How Do You Say “Love” in Quechua?
Chicuchas Wasi is a place defined by love. Love is the first and last consideration of everything they do, and it is so palpable that even a stranger like me, entering for the first time, could feel it. Upon entering this school for Quechua girls outside of Cusco, Peru, all the girls were in groups around the courtyard ready to perform, and all eyes were on me. This isn’t the usual way shy Peruvian girls might act – they were proud of their costumes and preparation for their performance, and they were confident and eager to show what they knew. Each of them wanted to talk with me, and I wished I could have duplicated myself to connect with every one of them!
The teachers and school director, who also function as social workers, visit with the community and families to find the girls who are most in need. These are teachers who know what is going on in each student’s home because they do the visits themselves. They bring the parents to the school for parenting education and engage the parents in the activities of the school. When girls graduate, they bring them back to the school to ensure they have what they need, but also to give a forum for the girls, still considered at-risk, to express their feelings about their lives.
I received a tour of the school and an incredible presentation of the Incan Winter Solstice ceremony. Each girl made her own costume, learned songs, dances, chants, and scripts for this event. It was an unforgettable spectacle showcasing the leadership of the older girls and the potential of the younger girls.

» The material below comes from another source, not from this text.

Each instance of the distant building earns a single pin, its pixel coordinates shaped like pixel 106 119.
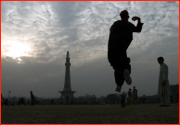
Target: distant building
pixel 67 94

Afterwards, I shared lunch with a group of 3rd graders and enjoyed the freshly made Aji de Gallina (creamy chicken stew) with them. Being 3rd graders, they giggled and told jokes all through the meal, but still finished every last bite. Nutrition is a major factor affecting their health and, therefore, the ability to move out of poverty for these families. It was great to see the quality of food prepared for the girls. I had Aji de Gallina the night before in a restaurant and the Chicuchas Wasi preparation wins!
There are 112 girls at a time at Chicuchas Wasi and it was clear after speaking with the students, the teachers, and some parents that it is a life-changing experience for the girls and their families. I think I left my heart there and there is no question that we, as members of DFW, have invested in an effective method to create an equal playing field for Quechua girls.